I scan ahead and find this:
In an infinite number of parallel universes, infinite possibilities play out. At every quantum juncture, what could happen, does. As Yogi Berra once famously said, “If you see a fork in the road, take it.”
I wander around my room, rooting through the moving boxes, pulling stuff out in handfuls. Now it really looks like a bomb went off in my room. I unearth a flashlight, my digital camera, my wallet with twenty-seven dollars cash, and a fresh notebook and pen. I toss it all into my backpack, along with a change of clothes. Into the front zipper pocket, I slide the postcard from George and the new snapshot of Mom.
At daybreak, I’m going back to the tree. If it really is a wormhole, I’m about to prove string theory and make science history.
And maybe, just maybe, I’ll bump into Mom.
Chapter Five
I hit my snooze button again. I feel weak, burned, like I’ve spent too much time in the sun, electrolytes zapped. About ten percent of me is saying, Get your butt out of bed. But ninety percent of me wants to sleep. It’s a simple case of mathematics. I guess traveling through space-time takes its toll. So does a gash to the leg.
By the time I push the moving boxes away from my door, put on some jeans and a T-shirt, and haul myself downstairs, everyone’s in the kitchen. Yeah, I’m super-anxious to get back to the tree, but I need to eat, and breakfast smells good.
“Morning, sunshine.” Dad stands over a griddle. He flips an enormous golden pancake. Butter, flour, a bowl of batter, and a package of bacon clutter the countertop.
I cock my head, give him a look. “You’re cooking?”
Dad grins. “At it again.”
“Seriously,” I say. “I thought you were strictly toast and cereal.”
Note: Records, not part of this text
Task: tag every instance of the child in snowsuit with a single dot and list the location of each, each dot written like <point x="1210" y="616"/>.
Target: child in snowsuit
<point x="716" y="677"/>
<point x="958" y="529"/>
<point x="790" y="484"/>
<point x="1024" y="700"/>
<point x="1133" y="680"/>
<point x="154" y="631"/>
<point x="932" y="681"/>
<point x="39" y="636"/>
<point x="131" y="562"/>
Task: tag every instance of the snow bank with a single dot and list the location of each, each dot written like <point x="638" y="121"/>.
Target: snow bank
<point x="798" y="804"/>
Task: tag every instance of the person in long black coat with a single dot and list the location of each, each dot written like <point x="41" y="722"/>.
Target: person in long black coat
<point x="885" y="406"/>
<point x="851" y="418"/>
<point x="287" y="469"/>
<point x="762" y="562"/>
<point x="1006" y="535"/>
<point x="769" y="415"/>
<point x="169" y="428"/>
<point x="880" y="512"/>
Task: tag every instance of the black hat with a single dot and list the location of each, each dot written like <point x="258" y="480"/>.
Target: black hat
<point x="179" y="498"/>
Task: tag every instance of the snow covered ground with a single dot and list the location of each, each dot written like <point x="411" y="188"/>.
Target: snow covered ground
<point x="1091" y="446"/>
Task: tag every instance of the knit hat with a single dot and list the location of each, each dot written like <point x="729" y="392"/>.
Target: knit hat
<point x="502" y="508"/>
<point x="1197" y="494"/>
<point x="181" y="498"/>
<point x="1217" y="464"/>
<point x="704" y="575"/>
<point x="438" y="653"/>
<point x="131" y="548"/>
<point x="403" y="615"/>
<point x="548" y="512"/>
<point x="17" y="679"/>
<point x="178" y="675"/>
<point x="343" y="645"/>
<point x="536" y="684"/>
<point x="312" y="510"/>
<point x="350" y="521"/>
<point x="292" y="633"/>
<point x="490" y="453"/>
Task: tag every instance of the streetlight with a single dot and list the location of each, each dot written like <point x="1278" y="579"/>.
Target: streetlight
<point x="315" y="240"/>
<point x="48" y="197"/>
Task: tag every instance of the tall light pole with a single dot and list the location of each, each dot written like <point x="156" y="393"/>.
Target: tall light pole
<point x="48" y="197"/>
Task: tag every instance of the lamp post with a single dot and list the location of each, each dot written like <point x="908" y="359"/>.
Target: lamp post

Now Dad gives me a funny look. “What?”
There’s something different about Dad. I guess I didn’t notice it last night, but he looks … hmm … younger? Yes, that’s it. It’s his hair. It’s more black than gray. When did he start colorin
g it?
“Good morning, Ruby.” Willow dabs egg from the corners of her mouth.
I shove a giant cardboard box out of the way and sit down. “’Morning,” I say to Willow, not Kandy. Kandy gives me a venomous look, which I return in kind. Then we proceed to ignore each other. A symbiotic relationship, though I can’t ignore her perfume. Between that and the hairspray, a mushroom cloud is forming over the kitchen table.
Dad shuffles to the table in his slippers and slides a giant pancake onto my plate. “Spread some lingonberry preserves on it,” he says. “Tell me what you think.”
“You’re wearing a paisley apron,” I say, trying to blink the sleep out of my eyes.
“Of course I am. You bought this apron for me, remember?”
I try to remember. A mouse pad, an electric shaver, a jazz CD. Those are the most recent birthday and Christmas gifts.
“Eat your pancake before it gets cold.”
I reach for the lingonberry preserves. I’ve heard of cranberries, blueberries, strawberries, blackberries, even gooseberries. But lingon-berries? I search the table for the maple syrup, but there is none.
“The batter is Irish oatmeal, whole wheat flour, buttermilk,” Dad says. “It’s for Gourmet magazine.”
“For an advertisement?” I carve out a bite. It’s perfect. Light, fluffy, sweet.
Dad hands me a hot cup of coffee. “Drink this. Wake up, space cadet.”
Willow pushes her plate away. “I can’t eat another morsel,” she says. She checks her watch. “We need to push off for Cleveland.”
“Have fun, you two,” Dad says. “Don’t max out the credit cards.”
“Weren’t you just in Cleveland yesterday?” I ask.